Descriptive statistics are used to describe the basic features of the data in a geostatistical study. To this end, Jeo-Stat offers various descriptive statistics [47] such as *variance, standard deviation, median, mean, skewness, kurtosis, coefficient of variation, minimum* and *maximum values* (Fig. 6). Additionally, histogram and post plots of the spatial data can be displayed easily on the screen (Fig. 7). Visual Basic Picture Box objects displaying graphics were digitized during the program development process so the user easily observe the *abscissa and ordinate* values of the graphics by moving mouse, also all the graphics can be saved to the hard drive.

### 3.3 Semivariogram Analysis

The tab of the window frame contains text boxes for parameters required modelling the experimental semivariogram, such as direction, tolerance angles, number of lag and lag distance. After the parameters have been entered and “*Calculate experimental semivariogram*” button clicked, the experimental semivariogram graphic for the selected parameters can be monitored in the picture box labelled “*selected*”. This means that the user can select whatever direction and tolerance angle he wants. In addition, there are also predefined direction and tolerance angles such as 0°-22.5°. By clicking “*Calculate specify particular direction*” button, experimental semivariogram graphics for the predefined direction and tolerance angles of 0°-90°, 0°-22.5°, 45°-22.5°, 90°-22.5° and 135°-22.5° can be easily monitored on the other picture boxes, for anisotropy or for computation of experimental semivariograms for different directions (Fig. 8). The obtained experimental semivariogram graphics can be customized by activating “show number of pairs” and “draw a line between pairs” checkboxes.

It is important to highlight that JeoStat includes the commonly used theoretical semivariograms models given in Fig. 2. These are *spherical, gaussian, exponential, linear, generalized linear, hole effect and paddington mix*. Once a set of experimental semivariogram is computed, one of the theoretical semivariogram models is chosen from a combo box. Subsequently, the model’s parameters can be modified either by mouse events on the graphics or by entering a plausible value to the textboxes by hand or clicking the scroll bar for easily and quickly fitting. Alternatively, theoretical model parameters can be entered by clicking a mouse on the semivariogram screen. The program employs two types of testing techniques for validating the model semivariogram. One of the testing methods is “*Cressie goodness-of-fit*” model [34], in which testing result is presented to the user in a text box on this tab screen for the prior knowledge of the user. The other testing method, cross validation, can be performed on the other tab screen of the JeoStat.

The numerical results of the experimental and theoretical semivariogram models computed in this tab are saved on a file with “var” extension and, if desired, the user can use these results to draw semivariogram graphics on another program, such as Microsoft Excel. All the graphics from this screen might be saved to hard drive as an image file “*jpg*”.
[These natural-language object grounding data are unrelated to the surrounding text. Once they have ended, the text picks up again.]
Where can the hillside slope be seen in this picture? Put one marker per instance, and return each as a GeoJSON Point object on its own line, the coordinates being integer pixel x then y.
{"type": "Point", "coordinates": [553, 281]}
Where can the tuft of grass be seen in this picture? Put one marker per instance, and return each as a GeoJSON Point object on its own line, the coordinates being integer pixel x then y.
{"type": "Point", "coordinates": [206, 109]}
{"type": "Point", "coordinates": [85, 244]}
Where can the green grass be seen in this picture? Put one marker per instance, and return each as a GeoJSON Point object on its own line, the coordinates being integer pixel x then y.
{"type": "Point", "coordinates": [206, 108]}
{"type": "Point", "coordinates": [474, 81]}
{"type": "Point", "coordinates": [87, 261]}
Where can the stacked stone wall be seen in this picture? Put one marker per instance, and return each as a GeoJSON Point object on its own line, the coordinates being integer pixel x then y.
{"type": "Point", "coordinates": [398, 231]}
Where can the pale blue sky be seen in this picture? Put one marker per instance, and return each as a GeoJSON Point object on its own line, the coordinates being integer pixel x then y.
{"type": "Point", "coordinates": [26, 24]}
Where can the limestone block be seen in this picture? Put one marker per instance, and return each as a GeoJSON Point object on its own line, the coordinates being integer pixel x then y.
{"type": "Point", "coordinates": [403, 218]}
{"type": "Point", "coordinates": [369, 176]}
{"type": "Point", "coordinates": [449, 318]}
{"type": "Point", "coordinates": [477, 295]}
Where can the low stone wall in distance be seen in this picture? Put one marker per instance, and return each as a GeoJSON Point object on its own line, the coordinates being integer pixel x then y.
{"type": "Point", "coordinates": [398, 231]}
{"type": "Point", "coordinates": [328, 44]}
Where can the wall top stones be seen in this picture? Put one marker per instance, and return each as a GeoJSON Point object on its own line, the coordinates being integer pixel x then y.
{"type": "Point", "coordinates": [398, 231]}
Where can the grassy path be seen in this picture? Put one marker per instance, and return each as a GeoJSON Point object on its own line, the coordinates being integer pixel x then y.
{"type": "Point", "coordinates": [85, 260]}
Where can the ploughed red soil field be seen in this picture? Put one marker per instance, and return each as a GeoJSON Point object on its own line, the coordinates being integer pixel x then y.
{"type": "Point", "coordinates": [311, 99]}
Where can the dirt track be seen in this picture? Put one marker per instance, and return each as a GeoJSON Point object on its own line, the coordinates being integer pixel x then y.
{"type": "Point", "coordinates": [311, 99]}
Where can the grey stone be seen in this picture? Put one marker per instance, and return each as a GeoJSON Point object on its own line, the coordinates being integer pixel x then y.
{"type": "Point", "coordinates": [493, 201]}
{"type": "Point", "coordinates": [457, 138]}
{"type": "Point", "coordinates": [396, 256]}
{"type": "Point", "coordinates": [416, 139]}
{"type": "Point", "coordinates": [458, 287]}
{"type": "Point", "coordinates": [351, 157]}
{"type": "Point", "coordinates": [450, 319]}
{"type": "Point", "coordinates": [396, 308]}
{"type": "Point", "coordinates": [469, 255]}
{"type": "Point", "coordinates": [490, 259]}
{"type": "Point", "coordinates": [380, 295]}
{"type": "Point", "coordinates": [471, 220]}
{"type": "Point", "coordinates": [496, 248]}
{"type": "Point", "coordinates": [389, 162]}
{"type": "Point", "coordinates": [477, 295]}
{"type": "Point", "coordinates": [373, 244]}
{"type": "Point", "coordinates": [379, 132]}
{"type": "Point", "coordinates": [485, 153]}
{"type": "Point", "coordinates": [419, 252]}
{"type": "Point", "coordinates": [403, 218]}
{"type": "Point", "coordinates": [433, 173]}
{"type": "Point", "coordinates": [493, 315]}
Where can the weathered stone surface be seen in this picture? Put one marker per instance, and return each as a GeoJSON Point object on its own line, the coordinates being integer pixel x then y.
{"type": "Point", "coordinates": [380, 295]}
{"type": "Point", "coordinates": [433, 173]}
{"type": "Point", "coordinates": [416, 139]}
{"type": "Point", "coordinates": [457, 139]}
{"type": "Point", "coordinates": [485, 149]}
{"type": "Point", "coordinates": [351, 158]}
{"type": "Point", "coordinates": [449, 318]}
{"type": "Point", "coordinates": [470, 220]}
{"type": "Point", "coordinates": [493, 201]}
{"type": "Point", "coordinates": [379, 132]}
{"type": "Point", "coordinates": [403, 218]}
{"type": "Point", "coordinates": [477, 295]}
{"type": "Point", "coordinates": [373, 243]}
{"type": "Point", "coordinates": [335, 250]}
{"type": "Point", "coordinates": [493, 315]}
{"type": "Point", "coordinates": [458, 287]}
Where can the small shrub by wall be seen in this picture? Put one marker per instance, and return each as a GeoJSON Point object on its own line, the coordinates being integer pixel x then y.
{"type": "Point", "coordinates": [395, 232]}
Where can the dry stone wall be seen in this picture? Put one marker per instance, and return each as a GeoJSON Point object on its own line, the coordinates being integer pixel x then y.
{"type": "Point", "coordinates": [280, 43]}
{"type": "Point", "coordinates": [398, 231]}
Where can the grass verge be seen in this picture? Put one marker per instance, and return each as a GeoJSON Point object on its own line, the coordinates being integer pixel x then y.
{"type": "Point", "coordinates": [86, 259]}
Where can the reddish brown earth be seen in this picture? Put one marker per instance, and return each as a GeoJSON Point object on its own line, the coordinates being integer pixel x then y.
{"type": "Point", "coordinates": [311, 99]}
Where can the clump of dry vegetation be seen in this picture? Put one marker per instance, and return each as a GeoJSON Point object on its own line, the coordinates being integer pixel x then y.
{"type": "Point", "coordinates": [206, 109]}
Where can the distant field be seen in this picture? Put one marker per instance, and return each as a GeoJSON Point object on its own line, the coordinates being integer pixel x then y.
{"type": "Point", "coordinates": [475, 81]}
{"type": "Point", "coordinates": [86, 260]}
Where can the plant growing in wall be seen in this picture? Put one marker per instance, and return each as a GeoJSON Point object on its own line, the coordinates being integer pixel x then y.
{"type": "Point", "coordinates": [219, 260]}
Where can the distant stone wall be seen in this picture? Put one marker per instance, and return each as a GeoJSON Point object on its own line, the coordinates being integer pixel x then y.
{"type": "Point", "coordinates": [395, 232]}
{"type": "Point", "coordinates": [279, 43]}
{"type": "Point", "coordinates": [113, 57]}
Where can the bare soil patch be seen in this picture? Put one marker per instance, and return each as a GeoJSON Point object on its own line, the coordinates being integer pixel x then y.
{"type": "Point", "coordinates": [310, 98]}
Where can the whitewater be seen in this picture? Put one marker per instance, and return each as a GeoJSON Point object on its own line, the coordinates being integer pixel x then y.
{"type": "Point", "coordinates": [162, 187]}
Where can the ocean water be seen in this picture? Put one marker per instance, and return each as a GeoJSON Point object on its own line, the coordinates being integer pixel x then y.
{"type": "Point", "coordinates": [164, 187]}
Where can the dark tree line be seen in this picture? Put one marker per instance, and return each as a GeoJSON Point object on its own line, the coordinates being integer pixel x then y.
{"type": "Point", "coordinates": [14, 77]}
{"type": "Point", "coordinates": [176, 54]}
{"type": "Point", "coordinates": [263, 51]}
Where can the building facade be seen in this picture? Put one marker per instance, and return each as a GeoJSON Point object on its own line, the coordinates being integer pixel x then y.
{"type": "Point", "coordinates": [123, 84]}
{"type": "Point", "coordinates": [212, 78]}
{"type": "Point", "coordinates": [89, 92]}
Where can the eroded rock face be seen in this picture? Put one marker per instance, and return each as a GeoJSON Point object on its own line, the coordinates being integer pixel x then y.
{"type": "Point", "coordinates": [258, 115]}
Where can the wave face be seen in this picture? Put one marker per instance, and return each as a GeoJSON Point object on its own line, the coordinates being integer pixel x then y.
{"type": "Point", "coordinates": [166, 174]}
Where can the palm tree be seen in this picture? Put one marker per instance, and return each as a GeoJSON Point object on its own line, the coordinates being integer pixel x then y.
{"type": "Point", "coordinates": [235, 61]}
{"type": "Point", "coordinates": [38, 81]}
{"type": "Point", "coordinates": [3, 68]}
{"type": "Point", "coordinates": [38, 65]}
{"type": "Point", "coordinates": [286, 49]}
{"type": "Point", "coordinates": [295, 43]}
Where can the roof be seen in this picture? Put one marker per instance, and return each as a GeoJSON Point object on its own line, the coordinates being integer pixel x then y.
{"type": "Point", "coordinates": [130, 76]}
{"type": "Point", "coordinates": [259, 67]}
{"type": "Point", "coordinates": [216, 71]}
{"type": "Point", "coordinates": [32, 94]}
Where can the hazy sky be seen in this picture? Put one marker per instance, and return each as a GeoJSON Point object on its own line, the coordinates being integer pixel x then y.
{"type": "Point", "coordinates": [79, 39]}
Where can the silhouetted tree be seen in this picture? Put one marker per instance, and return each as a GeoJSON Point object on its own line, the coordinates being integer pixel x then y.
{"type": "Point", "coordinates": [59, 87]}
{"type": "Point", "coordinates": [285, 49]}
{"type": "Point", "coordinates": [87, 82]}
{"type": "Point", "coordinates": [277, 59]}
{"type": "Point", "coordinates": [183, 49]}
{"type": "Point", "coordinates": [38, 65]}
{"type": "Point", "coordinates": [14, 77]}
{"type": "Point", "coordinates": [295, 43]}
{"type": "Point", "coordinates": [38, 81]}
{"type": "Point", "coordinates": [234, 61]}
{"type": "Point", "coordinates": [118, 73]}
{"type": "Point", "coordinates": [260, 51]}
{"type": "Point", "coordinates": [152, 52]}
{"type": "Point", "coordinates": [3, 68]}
### 3.4 Cross Validation Test

This program utilizes Eq. (4) to validate theoretical semivariogram model. For this purpose, JeoStat automatically imports necessary semivariogram parameters – determined preliminarily by using “*Cressie goodness-of-fit*” in section 3.3-from the previous tab screen without needing to enter manually into the text boxes. However, if users need to, these parameters can be entered manually as well. During the test, after entering the model and search ellipse parameters into the relevant text boxes and clicking “*Cross Validation*” button, the user can be monitored the test results and graphics on the screen (Fig. 9).

The numerical results of the cross-validation are saved on a file with “*res*” extension. For example, the numerical results were automatically saved as “*Porosity.res*” in this study, The user can use these results to draw a scatter plot on another program. All the graphics from this screen can be saved to hard drive by mouse click events.

### 3.5 Kriging Interpolation

Point or block estimations can be computed on this tab screen by using Ordinary Kriging interpolation technique given in Eqs. (6-11). For this, firstly, the grids are defined for the region that the estimation will be performed on and then these grids estimates are performed using theoretical semivariogram functions determined on the previous screen.

At this stage of the JeoStat, the user defines the grid dimensions by entering the number of grids and grid distance on the text boxes to divide the prediction region into two or three-dimensional grids. The number of grids and grid size are user dependent. JeoStat allows the user to perform estimation for the whole rectangular region or only for the specified irregular or regular polygonal region. If the user performs the Ordinary Kriging estimations on grids located in a certain polygon, firstly the checkbox must be checked to load convex or concave polygon dataset (Fig. 10). After the grid has been defined, the user can enter the parameters for the search ellipse or required kriging from the screen as seen in Fig. 11.

The numerical results of kriging estimations and estimation errors (kriging standard deviation) in this tab screen are saved with a “*grd*” extension file and, if needed, the results can be plotted with another program. Additionally, “*Grid Node Editor*” helps the user to see kriged estimates or kriging errors values through moving the mouse (Fig. 11).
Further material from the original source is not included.